New data reveals an increase in the number of people spending time in NHS mental health hospitals for the first time in five years.
They show the rise was due to an increase of 30.1 per cent in the number of people being detained in hospital under the Mental Health Act (MHA) - from 32,649 in 2008/09 to 42,479 in 2009/10. As a percentage of patients in NHS mental health hospitals, those who were compulsorily detained under the MHA rose to nearly 39.4 per cent in 2009/2010 – up 7.6 percentage points from 2008/09.
As the number of those detained in hospital via the criminal justice system also continued to rise, the figures suggest NHS mental health hospitals are increasingly being used to care for patients who are a risk to themselves or others.
The Mental Health Bulletin 2009/10 shows:
* Over 1.25 million people were recorded as using NHS specialist mental health services in the year – the highest number since the data collection began in 2003/04 and a 4.0 per cent increase from 2008/09. Of these people 8.5 per cent spent time in hospital.
* The number of people who were admitted to hospital for care rose by 5.1 per cent - the first increase since 2004/05.
* The average number of days spent in hospital during the year per patient was 68 days for women and 78 days for men.
* The number of women detained under the MHA who came into hospital via prison or the courts was 830, an estimated rise of more than 85 per cent.
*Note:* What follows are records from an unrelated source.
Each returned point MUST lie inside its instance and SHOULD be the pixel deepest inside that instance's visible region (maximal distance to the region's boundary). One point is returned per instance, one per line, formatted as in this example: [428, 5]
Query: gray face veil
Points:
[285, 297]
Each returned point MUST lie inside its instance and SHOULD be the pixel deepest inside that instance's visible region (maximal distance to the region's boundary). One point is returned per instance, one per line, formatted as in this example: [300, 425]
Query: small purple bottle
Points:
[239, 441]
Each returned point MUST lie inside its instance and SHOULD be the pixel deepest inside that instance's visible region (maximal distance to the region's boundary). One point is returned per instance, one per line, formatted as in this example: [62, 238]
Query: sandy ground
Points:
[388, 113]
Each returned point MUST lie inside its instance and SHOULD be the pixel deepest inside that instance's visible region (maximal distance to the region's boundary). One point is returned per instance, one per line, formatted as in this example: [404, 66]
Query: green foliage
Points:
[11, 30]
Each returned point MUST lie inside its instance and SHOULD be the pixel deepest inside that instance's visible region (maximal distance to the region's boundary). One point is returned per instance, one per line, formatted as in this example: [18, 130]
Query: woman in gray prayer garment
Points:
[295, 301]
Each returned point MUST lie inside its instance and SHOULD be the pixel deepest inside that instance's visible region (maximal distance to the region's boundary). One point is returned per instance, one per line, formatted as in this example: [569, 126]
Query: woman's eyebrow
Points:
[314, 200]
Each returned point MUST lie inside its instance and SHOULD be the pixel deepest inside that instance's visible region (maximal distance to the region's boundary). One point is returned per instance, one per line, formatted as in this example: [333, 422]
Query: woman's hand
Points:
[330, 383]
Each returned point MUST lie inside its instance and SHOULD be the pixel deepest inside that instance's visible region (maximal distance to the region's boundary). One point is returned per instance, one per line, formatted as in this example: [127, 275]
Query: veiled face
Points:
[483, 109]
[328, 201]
The number of men in this category rose by 48 per cent from 1,982 to 2,935.
The NHS Information Centre chief executive Tim Straughan said: “This report is accompanied by the largest release of information ever about NHS mental health services and will be a source of huge interest to those developing services on the ground. It shows more people are being treated by NHS specialist mental health services and that more than 90 per cent of these patients receive care outside of hospital. Interestingly, the number of patients being admitted has risen for the first time in five years and the figures show the composition of patients receiving care in hospital is shifting, with a small but growing proportion coming from a prison or court setting.”